Jason Mendelson from Foundry stated that the discussion around FNACs ultimately comes down to single question: is this a big enough opportunity in which to invest?

Venture capitalists evaluate the size of an opportunity centered on one primary ‘thing’: anticipation. Investors anticipate the behavior of competitors (current and prospective) and customers (also current and prospective), before checking into any concerns regarding management, the government, and black swans. Their interest is to pinpoint, then pile their time and capital into, high potential exits. They place bets on predictions, encouraged by evidence.

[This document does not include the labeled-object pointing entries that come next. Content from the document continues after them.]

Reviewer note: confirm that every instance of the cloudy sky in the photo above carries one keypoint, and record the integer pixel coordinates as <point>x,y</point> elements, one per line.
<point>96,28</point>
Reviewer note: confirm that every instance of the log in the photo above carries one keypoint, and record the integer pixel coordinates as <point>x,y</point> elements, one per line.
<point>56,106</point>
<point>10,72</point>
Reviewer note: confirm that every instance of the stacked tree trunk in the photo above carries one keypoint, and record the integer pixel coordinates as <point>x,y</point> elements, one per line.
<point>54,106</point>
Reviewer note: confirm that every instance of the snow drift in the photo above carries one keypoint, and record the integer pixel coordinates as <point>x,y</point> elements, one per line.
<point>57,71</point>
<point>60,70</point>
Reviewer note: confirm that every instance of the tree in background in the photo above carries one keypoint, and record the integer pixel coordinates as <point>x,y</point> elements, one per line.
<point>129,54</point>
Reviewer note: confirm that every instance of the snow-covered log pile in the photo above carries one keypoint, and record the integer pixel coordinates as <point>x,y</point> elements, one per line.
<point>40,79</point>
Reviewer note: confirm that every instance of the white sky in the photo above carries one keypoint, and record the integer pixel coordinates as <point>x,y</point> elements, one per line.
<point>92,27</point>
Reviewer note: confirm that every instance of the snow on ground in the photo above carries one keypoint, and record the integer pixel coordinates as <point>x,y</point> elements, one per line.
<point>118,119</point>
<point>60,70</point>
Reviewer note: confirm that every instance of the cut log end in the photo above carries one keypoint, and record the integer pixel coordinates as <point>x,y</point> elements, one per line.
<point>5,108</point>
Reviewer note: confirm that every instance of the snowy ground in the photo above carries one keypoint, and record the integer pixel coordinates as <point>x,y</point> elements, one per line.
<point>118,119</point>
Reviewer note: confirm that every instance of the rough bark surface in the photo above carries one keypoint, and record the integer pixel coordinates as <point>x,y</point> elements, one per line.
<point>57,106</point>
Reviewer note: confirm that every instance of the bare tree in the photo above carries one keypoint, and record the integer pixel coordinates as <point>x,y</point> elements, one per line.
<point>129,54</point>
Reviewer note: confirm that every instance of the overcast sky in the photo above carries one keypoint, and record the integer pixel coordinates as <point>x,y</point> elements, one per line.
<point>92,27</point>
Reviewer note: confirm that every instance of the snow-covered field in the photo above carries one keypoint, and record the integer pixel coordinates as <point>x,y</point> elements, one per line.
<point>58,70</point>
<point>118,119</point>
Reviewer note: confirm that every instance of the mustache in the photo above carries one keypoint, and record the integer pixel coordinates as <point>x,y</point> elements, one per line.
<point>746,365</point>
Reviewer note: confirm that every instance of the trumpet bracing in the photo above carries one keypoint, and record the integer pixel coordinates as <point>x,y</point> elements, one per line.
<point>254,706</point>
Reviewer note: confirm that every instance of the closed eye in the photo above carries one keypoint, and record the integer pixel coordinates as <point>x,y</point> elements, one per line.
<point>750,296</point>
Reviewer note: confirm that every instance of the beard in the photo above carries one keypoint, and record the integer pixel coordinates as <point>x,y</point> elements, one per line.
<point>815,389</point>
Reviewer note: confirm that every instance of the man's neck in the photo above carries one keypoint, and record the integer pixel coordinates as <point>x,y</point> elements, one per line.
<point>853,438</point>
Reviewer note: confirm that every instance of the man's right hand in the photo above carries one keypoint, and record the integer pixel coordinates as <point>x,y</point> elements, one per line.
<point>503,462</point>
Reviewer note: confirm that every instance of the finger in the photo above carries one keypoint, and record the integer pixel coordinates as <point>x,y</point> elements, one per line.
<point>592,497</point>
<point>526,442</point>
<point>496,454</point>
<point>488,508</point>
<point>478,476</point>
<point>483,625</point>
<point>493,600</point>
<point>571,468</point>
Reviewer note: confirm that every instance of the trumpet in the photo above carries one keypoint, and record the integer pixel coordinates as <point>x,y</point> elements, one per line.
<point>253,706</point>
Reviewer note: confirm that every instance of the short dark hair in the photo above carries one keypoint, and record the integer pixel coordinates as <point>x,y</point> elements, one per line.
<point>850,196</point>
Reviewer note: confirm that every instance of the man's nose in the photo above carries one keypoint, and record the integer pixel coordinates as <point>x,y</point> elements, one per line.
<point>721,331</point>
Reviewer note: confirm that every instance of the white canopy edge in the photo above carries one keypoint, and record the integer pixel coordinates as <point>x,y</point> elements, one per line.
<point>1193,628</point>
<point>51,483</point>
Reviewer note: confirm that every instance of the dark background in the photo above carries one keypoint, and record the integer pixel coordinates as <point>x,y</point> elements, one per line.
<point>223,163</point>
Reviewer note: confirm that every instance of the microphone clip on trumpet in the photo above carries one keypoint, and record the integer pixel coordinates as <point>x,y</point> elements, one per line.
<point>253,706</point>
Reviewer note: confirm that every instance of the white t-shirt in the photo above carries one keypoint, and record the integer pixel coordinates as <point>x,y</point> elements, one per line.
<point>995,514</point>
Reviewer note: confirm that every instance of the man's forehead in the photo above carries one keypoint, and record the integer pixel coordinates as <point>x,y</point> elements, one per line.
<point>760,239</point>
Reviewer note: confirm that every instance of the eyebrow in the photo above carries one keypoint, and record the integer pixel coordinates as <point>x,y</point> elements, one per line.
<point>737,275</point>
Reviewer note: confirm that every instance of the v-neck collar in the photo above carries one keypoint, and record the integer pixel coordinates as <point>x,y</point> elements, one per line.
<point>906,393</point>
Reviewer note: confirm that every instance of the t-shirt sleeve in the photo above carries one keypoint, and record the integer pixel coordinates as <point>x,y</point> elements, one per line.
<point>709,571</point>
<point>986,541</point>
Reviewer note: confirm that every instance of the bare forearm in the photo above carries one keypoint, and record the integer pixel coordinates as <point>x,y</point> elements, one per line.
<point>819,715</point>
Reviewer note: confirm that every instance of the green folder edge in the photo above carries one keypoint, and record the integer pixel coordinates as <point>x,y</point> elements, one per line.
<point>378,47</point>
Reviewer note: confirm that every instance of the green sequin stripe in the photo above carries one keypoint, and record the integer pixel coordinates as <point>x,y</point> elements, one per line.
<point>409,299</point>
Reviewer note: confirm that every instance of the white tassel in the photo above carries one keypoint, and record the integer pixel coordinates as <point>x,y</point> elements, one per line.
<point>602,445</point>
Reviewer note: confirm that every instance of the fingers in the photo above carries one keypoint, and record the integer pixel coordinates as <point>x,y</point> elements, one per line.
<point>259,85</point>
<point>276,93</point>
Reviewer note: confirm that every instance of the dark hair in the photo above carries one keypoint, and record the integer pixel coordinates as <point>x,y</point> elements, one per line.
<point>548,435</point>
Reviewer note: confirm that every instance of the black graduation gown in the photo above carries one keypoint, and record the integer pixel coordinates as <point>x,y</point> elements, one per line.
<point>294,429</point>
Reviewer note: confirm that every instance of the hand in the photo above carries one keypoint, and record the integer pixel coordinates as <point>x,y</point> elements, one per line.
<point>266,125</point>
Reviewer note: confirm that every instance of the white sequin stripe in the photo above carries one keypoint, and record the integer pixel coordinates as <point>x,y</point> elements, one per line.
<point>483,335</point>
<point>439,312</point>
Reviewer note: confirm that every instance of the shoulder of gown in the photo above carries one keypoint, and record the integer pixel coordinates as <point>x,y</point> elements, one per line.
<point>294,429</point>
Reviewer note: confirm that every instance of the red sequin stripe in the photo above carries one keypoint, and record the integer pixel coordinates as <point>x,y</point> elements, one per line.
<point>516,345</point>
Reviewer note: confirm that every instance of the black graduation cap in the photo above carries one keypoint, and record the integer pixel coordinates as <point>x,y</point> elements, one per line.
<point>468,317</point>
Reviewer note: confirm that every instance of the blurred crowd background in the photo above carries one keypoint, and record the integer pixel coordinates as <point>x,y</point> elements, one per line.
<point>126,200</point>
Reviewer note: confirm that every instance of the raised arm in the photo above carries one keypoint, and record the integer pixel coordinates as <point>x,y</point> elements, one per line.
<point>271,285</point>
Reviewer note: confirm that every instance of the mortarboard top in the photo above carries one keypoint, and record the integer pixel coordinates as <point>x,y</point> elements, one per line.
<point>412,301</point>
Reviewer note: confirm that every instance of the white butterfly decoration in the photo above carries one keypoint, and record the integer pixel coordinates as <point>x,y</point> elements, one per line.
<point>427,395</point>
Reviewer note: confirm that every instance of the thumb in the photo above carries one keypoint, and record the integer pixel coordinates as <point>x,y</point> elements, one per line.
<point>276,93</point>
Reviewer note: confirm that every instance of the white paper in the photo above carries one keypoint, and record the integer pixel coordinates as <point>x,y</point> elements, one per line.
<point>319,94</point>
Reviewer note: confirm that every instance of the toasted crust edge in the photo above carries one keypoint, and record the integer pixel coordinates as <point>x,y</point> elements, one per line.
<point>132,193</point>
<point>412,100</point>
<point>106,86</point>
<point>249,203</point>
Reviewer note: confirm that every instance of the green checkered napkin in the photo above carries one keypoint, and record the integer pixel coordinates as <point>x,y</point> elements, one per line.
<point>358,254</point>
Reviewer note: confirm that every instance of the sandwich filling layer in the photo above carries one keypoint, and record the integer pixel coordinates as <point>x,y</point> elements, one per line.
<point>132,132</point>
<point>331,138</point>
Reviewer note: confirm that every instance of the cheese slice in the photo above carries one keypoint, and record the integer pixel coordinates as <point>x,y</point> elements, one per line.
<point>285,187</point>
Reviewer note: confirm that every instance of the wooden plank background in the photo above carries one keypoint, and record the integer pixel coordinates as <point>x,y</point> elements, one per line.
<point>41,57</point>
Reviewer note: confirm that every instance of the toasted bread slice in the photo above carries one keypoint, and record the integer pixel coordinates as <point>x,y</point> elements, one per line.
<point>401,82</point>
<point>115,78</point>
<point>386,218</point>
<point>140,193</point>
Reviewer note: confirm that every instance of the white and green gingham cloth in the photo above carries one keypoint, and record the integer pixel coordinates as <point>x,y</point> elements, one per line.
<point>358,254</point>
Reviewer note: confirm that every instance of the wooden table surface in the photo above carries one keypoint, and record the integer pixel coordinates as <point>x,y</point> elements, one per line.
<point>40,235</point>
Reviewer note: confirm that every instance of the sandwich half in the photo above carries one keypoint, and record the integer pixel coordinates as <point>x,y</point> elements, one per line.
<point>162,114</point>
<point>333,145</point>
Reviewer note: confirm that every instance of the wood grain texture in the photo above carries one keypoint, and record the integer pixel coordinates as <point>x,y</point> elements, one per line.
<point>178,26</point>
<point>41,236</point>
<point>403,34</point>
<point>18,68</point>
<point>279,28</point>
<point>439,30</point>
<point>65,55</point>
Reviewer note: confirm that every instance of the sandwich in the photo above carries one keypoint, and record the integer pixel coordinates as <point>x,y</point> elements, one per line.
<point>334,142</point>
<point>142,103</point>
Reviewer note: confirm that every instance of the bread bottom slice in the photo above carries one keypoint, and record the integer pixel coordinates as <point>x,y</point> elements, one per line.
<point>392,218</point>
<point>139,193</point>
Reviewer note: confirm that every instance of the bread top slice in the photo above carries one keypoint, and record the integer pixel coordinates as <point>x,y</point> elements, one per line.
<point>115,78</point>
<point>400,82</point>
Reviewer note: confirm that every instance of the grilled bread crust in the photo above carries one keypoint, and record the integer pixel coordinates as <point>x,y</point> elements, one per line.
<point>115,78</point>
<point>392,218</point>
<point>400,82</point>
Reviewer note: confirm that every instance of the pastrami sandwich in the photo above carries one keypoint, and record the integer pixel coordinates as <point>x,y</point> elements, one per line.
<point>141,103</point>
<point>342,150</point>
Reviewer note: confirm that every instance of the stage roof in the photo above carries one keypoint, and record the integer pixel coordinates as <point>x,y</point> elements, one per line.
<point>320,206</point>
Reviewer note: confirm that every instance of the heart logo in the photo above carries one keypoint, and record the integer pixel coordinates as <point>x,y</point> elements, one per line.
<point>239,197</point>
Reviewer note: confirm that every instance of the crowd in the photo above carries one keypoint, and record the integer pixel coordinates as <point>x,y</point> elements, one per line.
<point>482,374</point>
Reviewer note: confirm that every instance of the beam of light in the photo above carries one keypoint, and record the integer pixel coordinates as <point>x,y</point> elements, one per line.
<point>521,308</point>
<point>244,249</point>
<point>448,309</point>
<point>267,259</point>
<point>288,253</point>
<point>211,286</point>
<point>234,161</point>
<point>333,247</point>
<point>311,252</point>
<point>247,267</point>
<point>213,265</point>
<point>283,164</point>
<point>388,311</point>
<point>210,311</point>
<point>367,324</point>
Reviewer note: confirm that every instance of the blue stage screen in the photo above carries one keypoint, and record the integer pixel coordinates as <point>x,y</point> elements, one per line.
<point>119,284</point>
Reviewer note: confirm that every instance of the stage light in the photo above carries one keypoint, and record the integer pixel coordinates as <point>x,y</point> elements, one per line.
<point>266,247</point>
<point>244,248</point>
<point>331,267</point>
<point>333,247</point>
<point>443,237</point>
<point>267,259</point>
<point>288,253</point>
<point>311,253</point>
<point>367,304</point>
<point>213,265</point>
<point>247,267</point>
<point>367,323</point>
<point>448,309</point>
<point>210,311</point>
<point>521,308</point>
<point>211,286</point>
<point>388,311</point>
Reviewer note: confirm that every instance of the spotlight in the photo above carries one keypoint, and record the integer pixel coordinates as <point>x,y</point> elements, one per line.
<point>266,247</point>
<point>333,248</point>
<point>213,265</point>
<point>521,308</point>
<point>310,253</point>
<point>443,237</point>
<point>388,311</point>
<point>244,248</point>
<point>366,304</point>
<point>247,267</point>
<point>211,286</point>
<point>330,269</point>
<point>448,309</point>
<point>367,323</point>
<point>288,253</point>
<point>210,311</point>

When considering competitors, VCs will ask, “What is challenging to replicate?” With incumbents and future contenders boasting perhaps more talent, funding, and scale, where is the edge? For some, this may be their sticky network (Evernote, Buzzfeed, WhatsApp), for others, a growing pool of insightful information gathered from complex algorithms (Palantir, bitly, Etsy). Is this particular opportunity unassailable?

When considering customers, venture capitalists will ask, “What are the trends?” Where are the signals indicating that people are climbing over themselves to be a customer and evangelizing the solution to peers because it is simply so special? Is the dynamic likely to continue and grow into the future? A good example might be Airbnb, which has grown by leaps and bounds domestically and abroad despite the challenge of building a two-sided marketplace and initial skepticism of renting a stranger’s home.

The shift of the experience from experimental (at the least this will make for a good story) to utilitarian (I just want the most affordable/delightful/convenient stay) is key for unlocking hearts and wallets of the masses.

Getting back to this “one thing” – ignore the labels. Utilize focus to be one step ahead. Build a powerhouse, not a business.